The problem of course was as it always has to be: maintenance and day-to-day operations start swallowing my entire time. Especially grueling here was a misconfiguration from 2014(!) that lead to us installing an incompatible boot loader on every server, leading to a failure to boot starting with the upgrade to Debian Trixie, making that upgrade a time consuming and high stress process. Both me and my TL had known for months this state was not sustainable, that I ended up being overworked and stressed, but an official hiring freeze was in place for juniors and I had no time to train a trainee anyhow - when, in this whole mess, was I supposed to get a junior up to speed, let alone a trainee who might know nothing?

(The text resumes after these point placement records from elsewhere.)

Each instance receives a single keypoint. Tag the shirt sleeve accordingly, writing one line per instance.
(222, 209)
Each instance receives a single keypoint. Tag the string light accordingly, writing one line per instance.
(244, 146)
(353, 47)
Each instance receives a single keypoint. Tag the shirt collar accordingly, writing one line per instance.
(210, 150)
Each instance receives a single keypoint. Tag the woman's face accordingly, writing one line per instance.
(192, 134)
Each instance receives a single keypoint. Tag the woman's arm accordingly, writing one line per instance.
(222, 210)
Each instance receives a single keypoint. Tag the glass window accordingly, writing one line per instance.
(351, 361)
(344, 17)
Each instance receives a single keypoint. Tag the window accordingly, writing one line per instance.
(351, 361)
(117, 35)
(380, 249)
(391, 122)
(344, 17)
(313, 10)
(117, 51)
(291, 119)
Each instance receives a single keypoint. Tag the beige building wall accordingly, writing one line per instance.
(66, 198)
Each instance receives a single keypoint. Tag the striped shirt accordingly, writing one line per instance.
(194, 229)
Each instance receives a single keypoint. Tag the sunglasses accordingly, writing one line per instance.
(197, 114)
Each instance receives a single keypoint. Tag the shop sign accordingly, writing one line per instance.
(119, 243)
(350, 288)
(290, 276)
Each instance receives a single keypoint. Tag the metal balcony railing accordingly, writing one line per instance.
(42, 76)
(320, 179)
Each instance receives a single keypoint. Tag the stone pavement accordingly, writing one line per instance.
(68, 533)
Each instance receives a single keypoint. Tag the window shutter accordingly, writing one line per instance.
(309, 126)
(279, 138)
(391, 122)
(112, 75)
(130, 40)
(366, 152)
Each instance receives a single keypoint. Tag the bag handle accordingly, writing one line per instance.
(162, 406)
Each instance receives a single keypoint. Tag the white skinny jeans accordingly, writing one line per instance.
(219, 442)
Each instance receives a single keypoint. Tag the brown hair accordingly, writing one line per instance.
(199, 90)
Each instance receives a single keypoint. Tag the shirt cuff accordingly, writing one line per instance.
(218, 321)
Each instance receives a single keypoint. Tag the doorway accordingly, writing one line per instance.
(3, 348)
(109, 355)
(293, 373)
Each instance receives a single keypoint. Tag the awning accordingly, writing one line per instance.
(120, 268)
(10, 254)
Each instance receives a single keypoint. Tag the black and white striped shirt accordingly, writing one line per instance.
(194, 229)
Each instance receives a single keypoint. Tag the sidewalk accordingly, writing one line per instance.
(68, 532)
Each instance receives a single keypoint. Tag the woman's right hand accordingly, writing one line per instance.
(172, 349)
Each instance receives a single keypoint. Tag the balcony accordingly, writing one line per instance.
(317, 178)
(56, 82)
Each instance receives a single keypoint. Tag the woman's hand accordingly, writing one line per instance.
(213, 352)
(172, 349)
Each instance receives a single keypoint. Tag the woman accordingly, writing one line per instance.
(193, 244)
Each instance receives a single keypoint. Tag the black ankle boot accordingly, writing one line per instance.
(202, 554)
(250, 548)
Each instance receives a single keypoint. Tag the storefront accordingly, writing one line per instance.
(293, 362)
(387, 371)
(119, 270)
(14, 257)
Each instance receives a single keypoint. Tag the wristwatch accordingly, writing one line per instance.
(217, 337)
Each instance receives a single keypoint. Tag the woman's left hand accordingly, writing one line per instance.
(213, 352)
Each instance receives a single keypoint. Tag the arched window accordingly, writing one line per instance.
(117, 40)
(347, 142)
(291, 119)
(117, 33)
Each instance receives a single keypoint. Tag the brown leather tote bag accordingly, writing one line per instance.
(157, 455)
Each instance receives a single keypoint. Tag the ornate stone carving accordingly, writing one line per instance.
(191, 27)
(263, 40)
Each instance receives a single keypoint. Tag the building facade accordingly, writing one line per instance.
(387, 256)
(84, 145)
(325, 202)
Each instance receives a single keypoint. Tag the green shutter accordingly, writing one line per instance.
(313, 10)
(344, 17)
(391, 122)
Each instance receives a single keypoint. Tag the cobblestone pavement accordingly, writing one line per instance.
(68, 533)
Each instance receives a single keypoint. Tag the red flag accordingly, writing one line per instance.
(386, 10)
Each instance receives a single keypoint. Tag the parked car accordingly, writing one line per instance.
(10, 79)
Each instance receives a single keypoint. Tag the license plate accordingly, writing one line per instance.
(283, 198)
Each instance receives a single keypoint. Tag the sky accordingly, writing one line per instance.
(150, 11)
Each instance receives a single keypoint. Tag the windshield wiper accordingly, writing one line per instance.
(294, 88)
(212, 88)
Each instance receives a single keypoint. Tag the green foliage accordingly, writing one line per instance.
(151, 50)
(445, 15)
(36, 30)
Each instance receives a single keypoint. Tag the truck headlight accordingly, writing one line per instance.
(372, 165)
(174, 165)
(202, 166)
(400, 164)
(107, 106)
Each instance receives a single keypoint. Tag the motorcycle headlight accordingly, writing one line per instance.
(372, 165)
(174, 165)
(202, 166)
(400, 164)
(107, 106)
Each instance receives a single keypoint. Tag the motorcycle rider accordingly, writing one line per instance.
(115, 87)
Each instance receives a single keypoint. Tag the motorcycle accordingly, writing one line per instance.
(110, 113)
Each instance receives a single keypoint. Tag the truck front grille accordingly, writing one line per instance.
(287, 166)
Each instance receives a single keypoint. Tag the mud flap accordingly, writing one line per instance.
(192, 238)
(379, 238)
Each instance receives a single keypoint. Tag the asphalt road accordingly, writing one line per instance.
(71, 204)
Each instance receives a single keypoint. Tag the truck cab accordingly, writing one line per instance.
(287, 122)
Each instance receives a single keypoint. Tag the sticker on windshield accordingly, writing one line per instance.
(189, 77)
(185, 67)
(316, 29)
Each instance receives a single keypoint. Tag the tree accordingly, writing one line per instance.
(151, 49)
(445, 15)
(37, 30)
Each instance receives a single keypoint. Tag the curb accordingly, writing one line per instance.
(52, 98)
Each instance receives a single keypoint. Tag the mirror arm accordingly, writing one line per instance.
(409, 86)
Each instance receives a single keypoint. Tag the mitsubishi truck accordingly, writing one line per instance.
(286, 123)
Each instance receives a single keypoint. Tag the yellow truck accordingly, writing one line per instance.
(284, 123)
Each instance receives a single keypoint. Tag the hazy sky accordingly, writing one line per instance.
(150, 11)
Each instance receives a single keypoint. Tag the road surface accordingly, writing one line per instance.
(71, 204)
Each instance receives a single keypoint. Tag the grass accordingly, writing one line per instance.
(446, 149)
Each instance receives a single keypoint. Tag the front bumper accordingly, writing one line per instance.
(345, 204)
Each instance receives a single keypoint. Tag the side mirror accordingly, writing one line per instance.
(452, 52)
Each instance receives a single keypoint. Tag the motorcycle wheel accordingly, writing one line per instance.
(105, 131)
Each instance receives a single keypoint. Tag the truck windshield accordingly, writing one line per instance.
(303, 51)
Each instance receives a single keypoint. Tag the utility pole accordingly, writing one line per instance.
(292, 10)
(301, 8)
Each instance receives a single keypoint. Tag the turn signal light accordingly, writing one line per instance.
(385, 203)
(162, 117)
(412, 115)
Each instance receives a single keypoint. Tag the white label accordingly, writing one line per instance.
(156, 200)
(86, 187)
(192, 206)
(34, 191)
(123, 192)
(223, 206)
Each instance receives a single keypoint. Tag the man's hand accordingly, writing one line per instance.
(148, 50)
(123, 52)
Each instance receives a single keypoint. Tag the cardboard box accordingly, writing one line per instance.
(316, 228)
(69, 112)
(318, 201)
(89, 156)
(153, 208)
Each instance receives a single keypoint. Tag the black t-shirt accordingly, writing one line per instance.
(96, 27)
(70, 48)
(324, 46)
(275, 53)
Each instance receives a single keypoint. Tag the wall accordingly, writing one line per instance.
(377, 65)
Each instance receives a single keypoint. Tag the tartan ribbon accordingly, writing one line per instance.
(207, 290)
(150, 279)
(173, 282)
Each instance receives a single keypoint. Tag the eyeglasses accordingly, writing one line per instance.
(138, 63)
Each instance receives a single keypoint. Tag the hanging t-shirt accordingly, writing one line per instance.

One of the most critical issues for my mental health is that a lot of urgent tasks would not get done in my absence, because the time, expertise, ... was missing. A stark example of this was my team lead not having the time to look at the basics of Ansible for months despite it already being used in production.

At this point I am, in order of importance

  1. stressed to an unhealthy degree impacting my private life

  2. overworked to the point that things that needed to get done didn't

  3. a critical liability for the company due to a stress induced lack of documentation, meaning a lot of tasks could not be done by anyone else.

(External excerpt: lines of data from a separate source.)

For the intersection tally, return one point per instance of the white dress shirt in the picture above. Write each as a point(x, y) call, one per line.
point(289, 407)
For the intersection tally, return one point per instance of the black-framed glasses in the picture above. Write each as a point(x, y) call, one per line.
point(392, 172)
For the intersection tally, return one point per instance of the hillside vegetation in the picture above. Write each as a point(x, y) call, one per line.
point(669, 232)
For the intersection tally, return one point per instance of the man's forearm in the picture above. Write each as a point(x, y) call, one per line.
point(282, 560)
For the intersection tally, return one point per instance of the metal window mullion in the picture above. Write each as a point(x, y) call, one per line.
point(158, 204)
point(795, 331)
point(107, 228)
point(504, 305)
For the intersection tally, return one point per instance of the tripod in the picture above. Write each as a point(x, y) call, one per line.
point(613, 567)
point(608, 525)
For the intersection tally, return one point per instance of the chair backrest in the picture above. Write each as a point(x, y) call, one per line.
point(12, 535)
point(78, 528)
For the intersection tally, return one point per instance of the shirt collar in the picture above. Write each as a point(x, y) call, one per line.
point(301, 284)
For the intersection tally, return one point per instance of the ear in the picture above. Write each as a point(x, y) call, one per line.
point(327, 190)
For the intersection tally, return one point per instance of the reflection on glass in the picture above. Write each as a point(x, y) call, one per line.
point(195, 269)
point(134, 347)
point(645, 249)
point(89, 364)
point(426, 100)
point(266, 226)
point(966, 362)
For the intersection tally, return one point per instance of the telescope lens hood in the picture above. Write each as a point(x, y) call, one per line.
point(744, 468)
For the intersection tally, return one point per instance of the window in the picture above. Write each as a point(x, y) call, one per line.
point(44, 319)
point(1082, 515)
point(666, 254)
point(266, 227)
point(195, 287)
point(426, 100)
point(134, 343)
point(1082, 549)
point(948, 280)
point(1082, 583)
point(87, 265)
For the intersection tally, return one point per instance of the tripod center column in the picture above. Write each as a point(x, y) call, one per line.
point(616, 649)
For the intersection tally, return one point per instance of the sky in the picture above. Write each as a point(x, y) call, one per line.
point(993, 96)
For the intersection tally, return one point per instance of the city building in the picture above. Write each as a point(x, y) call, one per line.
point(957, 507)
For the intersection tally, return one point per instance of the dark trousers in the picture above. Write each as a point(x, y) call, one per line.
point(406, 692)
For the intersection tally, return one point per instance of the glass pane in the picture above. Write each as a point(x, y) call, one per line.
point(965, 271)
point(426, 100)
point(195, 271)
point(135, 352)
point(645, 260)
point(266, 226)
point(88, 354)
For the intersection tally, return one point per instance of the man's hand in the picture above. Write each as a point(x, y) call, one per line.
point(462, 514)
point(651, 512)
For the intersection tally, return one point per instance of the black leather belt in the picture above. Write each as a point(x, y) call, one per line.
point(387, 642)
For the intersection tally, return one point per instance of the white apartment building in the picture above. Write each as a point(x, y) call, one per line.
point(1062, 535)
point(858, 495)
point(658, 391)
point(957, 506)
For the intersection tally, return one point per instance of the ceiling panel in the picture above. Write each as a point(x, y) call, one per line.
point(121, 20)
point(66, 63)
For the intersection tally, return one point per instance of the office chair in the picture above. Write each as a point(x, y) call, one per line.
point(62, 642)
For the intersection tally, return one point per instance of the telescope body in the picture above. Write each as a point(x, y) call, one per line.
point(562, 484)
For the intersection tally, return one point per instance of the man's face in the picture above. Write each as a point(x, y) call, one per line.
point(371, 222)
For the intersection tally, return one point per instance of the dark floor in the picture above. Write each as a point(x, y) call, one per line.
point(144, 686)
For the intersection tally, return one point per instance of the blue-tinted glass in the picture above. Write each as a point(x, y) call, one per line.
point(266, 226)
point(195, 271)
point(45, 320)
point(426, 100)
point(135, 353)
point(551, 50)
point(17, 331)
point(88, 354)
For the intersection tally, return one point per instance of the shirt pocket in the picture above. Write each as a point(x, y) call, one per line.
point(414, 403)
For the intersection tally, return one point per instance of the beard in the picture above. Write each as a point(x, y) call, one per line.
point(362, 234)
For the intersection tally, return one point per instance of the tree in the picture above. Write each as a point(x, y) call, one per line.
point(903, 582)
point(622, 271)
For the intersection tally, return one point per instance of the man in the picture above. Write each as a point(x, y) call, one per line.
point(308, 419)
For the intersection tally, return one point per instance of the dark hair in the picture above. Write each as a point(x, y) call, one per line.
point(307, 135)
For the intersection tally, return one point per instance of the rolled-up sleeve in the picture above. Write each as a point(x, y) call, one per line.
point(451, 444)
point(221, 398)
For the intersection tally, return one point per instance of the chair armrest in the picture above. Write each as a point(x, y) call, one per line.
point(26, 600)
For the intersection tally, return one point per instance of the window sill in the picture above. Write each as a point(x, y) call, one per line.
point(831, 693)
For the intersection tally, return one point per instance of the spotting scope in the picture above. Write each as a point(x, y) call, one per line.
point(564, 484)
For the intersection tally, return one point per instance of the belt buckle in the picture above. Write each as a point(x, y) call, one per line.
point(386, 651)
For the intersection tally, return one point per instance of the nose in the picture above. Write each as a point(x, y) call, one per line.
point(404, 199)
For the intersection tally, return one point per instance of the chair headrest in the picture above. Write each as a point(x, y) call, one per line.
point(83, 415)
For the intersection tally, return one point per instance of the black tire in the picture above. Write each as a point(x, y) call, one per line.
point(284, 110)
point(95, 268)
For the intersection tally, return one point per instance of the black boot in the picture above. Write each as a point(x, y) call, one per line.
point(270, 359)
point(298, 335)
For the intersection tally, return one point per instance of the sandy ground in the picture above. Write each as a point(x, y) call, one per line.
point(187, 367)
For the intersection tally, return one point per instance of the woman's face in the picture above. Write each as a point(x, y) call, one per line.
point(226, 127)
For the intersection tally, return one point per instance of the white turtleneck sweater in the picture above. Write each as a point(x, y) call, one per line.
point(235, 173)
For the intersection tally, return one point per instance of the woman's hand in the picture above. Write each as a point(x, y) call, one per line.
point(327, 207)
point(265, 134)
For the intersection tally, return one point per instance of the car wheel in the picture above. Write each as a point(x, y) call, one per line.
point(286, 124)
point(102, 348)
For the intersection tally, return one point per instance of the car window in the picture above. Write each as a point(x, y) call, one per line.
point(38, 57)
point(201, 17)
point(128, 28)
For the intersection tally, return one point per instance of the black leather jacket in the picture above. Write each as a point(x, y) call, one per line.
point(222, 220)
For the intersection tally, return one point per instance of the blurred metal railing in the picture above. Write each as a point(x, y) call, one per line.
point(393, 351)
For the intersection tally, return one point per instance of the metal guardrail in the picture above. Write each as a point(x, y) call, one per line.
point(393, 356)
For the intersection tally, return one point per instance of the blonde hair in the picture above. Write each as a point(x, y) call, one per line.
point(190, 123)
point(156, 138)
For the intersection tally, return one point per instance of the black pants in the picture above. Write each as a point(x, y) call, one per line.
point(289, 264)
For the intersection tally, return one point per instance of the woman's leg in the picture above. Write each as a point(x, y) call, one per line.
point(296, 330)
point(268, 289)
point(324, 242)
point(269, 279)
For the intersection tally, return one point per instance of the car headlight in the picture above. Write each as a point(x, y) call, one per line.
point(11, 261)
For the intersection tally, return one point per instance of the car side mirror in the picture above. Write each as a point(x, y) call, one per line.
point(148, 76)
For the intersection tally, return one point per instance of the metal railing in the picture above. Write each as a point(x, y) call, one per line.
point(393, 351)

I am, quite frankly, a powder keg waiting for a spark, which then was kindly provided by a combination of the German bureaucracy making my life hell for my name change, an ill timed bad cold robbing me of my daily structure and stranding urgent tasks for the shortened Winter Season preparation, and a friend having a work induced mental breakdown bad enough who I helped care for.

She beat me to the psych ward by a whole 1.5 weeks.

There is. Not a lot of genuinely new learnings here.

Make sure your teams are well staffed, especially critical "cost centers" like operations, customer service or security. Make sure to allow these departments to implement changes to make their (and often your!) life easier or more secure. Make sure you still have a company if these people fall sick, or are on vacation (my work is probably having a hell of a time right now and it wont get better. I dont care that much anymore, this is frankly, their own fault).

I probably will be quitting after this.

No job is worth it for me (or if you see yourself in this you) to get this fucked up. I think thats my most important take away.

Talk to a therapist early. Seriously. You need to be able to have an outlet for this. If it gets too bad get a sick note. If even that doesnt help: Quit if you can. Especially if youre in a country where you can claim unemployment benefits if you quit on doctors recommendations. No job is worth your life and its not actually your Infrastructure, you're jut babysitting it.

P.S.

Yes I know it hurts to abandon projects. I will be leaving a lot of things undone. They do not matter more than you.